Children's Museum Houston (CMH) is a nonprofit children's museum in the Museum District of Houston, Texas. Founded in 1980 and designed by Denise Scott Brown and Robert Venturi, it offers exhibits and bilingual learning programs for children aged 0–12. It is one of 190 children's museums in the United States and 15 children's museums in Texas.

==History==
CMH was founded in 1980 by Sharon Albert Brier who was inspired by a visit to the Denver Children's Museum with her eight-year old son, Samson. She incorporated the museum as a nonprofit and after researching other children's museums and created the first board of directors. It opened in 1984, originally leasing space from the Blaffer Gallery of the University of Houston; it moved several years later to 11,000 square feet (1,000 m^{2}) of leased space in the former Star Engraving Company Building on Allen Parkway.
https://www.cmhouston.org/museum-history
Its current facility, located at 1500 Binz in Houston's Museum District, opened in November 1992, and features 44000 sqft of space. It was designed to accommodate 350,000 annual visitors. The building was designed by Denise Scott Brown and Robert Venturi (in association with Jackson and Ryan Architects), who designed the space to evoke both institutional monumentality "typical of the adult world" as well as playfulness befitting an institution primarily serving children. By 1997, CMH received 700,000 annual visitors. Executive director Tammie Kahn said in 2009 that by the year 1997, it was, as paraphrased by Jennifer Leahy of the Houston Chronicle "apparent that the popular place needed more space." The museum began plans to move to a new location in the late 1990s.

After 1992, CMH's administrative and support offices were located on the facility's second floor. These administrative and support offices moved in 2009 to a 17000 sqft newly constructed facility at the intersection of Binz and Crawford, 1.5 city blocks from the museum facility.

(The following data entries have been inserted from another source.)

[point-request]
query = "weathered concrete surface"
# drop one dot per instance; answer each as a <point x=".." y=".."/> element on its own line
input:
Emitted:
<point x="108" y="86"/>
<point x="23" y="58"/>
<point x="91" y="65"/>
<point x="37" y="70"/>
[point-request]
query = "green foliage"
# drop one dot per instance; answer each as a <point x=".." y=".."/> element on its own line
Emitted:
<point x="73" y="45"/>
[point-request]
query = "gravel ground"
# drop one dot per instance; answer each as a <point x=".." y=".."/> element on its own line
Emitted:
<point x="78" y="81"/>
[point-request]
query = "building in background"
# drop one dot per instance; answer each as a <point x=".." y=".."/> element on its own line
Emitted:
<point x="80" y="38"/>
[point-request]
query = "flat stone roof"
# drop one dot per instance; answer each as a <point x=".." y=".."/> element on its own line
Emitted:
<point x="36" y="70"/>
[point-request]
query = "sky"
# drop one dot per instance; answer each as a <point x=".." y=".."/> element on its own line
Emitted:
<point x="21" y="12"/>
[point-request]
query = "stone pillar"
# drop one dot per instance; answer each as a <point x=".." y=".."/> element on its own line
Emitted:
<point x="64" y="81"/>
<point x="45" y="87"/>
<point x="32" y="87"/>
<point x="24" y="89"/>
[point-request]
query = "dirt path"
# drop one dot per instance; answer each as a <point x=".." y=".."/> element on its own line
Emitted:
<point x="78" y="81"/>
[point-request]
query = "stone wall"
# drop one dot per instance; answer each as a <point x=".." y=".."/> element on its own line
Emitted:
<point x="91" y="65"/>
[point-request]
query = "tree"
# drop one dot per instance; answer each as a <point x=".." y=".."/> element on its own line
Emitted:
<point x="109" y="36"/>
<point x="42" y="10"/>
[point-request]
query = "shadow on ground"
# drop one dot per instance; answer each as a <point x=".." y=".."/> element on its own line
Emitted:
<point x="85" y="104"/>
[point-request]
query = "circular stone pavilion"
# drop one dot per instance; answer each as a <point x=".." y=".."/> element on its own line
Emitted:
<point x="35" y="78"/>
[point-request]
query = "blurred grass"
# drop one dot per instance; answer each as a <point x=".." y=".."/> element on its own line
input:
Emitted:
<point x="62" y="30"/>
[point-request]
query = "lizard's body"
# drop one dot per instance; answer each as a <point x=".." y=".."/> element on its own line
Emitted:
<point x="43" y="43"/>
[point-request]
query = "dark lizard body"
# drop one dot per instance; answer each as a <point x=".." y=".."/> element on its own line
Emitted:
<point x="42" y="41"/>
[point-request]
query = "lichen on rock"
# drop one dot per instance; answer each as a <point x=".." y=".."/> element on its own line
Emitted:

The outreach program Institute for Family Learning now occupies the second floor.

==Expansion==
In 2009, the museum completed its expansion, doubling its size to a total of 83000 sqft. This increased the museum's bilingual, community-based educational outreach programs and provided new classrooms and lab spaces through the museum's Institute for Family Learning. It also doubled the size of the museum's on-site Houston Public Library branch. The new building addition joins the original building and houses seven additional exhibit galleries. The expansion was funded by a capital campaign that raised over $35.5 million.

Across the street from the main facility is the E. Rudge Allen Jr. Family Education Annex. Designed by Jackson & Ryan, it was also completed in 2009.

==Attendance==
CMH serves more than 1 million people annually; its outreach programs annually serve an additional 250,000 people. In 2009, executive director Tammie Kahn said that social service agencies and outreach programs serving schools together provide tickets serving over 30 percent of the museum's visitors.

==Awards==
MSN.com awarded CMH first place in a 2005 ranking of children's museums. In 2001, Child Magazine ranked the museum in second place, after the Children's Museum of Indianapolis, in consideration of the availability of staff, diversity of exhibits, and overall experience.

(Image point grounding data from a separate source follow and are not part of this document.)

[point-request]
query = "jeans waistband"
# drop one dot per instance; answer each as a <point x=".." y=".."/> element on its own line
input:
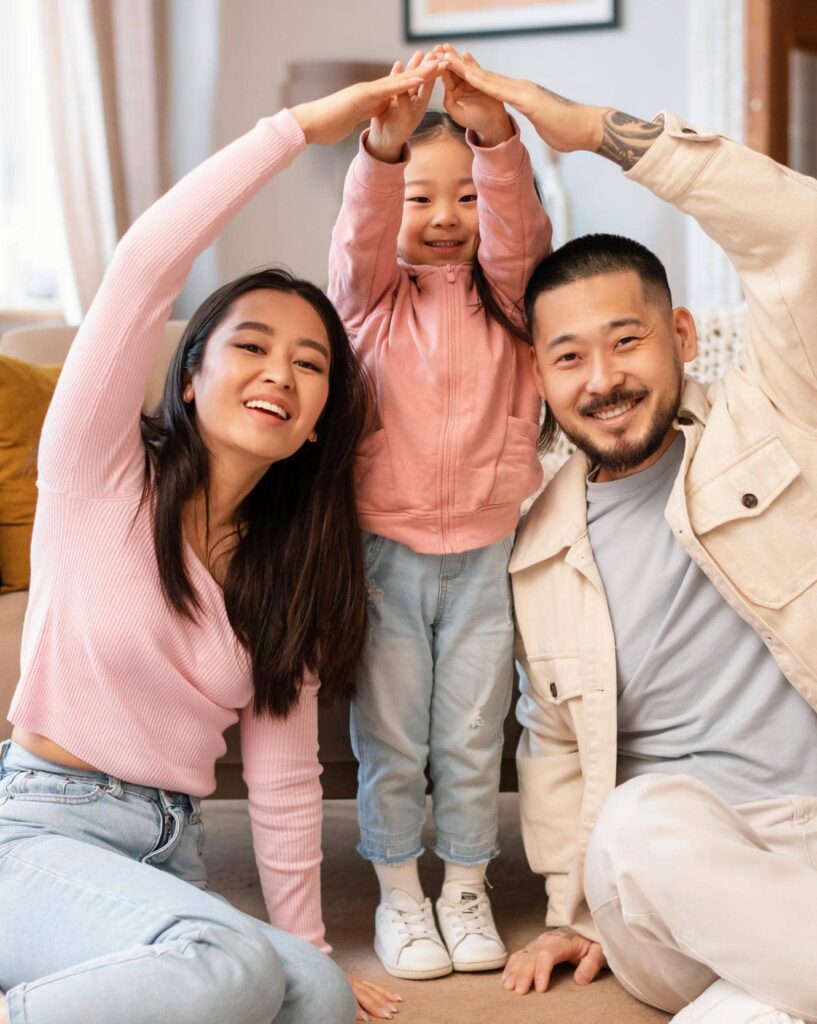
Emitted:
<point x="16" y="758"/>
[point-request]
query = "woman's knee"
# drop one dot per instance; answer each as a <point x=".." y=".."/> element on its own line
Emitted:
<point x="240" y="977"/>
<point x="316" y="990"/>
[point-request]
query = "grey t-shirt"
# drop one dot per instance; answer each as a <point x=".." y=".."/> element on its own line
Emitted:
<point x="698" y="692"/>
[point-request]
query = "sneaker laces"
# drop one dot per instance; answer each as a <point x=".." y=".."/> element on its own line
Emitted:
<point x="417" y="924"/>
<point x="472" y="915"/>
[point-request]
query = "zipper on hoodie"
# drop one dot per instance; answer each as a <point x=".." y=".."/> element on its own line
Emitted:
<point x="450" y="278"/>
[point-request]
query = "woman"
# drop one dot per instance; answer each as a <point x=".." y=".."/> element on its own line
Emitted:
<point x="187" y="570"/>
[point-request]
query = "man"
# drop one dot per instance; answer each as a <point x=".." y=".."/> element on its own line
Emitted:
<point x="665" y="591"/>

Parents magazine rated it as "America's No. 1 Children's Museum." Nickelodeon Parent's Picks named it the "Best Museum in Houston 2009 & 2010." KPRC-TV (Click2Houston) called it the "Best Museum 2010." Forbes magazine ranked it as a top children's museum.

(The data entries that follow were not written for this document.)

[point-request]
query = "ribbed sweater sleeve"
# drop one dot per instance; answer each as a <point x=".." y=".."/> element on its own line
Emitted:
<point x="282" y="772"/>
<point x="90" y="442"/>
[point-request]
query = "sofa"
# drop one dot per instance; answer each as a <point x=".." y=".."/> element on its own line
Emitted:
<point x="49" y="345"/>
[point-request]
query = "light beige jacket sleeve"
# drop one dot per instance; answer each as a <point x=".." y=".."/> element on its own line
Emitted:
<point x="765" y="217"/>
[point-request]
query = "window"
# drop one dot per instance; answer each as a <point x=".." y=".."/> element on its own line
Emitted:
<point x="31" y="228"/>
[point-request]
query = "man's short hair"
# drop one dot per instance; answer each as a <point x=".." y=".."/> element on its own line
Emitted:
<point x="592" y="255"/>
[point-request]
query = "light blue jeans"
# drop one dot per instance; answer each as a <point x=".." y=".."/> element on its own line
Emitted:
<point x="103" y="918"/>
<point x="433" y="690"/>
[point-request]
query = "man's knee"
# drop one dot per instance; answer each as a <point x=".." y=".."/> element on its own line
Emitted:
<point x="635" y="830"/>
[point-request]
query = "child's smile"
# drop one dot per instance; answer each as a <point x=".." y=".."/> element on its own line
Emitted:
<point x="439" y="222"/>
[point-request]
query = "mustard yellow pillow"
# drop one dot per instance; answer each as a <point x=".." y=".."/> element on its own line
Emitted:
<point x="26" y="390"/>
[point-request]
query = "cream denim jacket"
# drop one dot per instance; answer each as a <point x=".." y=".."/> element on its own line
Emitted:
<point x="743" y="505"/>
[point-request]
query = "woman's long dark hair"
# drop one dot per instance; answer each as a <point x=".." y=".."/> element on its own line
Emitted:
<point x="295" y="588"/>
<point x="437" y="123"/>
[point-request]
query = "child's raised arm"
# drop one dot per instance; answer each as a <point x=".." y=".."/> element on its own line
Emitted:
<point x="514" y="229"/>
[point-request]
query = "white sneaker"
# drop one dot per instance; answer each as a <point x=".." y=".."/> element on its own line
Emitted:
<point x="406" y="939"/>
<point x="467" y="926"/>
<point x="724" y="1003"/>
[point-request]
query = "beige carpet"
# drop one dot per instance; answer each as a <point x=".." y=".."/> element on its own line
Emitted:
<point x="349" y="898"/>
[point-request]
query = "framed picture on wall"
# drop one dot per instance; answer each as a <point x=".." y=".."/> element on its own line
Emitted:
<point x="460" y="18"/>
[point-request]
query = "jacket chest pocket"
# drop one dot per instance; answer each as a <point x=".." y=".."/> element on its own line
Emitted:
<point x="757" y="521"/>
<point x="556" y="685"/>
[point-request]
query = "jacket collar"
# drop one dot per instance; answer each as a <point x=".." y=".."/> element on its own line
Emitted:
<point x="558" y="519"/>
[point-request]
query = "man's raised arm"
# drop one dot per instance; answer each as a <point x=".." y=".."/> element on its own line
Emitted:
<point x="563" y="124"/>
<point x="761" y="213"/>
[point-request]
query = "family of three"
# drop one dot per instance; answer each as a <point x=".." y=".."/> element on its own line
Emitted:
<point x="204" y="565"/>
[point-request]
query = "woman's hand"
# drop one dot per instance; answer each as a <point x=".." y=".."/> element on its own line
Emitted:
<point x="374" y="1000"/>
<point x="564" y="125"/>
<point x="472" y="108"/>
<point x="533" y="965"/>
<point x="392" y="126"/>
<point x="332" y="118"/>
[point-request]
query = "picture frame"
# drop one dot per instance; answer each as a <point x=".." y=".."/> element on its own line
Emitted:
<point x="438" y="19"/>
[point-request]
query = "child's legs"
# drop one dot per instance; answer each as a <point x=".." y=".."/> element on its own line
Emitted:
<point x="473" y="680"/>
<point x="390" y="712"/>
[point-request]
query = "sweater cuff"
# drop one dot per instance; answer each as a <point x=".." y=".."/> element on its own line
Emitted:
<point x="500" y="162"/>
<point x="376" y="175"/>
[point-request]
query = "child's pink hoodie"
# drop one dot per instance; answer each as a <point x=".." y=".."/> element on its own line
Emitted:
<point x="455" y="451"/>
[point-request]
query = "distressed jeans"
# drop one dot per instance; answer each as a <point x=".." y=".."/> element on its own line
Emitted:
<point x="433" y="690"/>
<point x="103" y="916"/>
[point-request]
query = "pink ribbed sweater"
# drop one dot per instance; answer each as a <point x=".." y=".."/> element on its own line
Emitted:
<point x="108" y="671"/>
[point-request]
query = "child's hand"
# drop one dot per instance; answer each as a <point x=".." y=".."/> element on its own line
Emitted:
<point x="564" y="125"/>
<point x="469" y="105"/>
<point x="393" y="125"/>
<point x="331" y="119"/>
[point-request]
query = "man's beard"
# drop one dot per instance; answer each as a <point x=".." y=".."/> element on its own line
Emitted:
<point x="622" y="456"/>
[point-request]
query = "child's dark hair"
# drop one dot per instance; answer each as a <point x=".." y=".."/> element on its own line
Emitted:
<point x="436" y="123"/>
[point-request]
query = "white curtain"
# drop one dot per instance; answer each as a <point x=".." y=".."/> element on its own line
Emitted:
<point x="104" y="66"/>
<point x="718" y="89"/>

Other awards include: TripSaavy's 2018 Editor's Choice Award "Best Family Attraction and Experience," AAA 2018 Editor's "Best Of Things To Do," listed among Forbes, LA Times, and USA Today's "Best Children's Museums in the U.S.," TripAdvisor's Certificate of Excellence "Hall of Fame," Kids Out and About "Top 20 Places to Take Kids in Houston," The Culture Trip's "Top Museum and Landmark to Visit in Houston" and one of "Houston's Must-See Museums" by Travel Channel. The Museum was awarded the National Medal for Museum and Library Service in 2024 by the Institute of Museum and Library Services.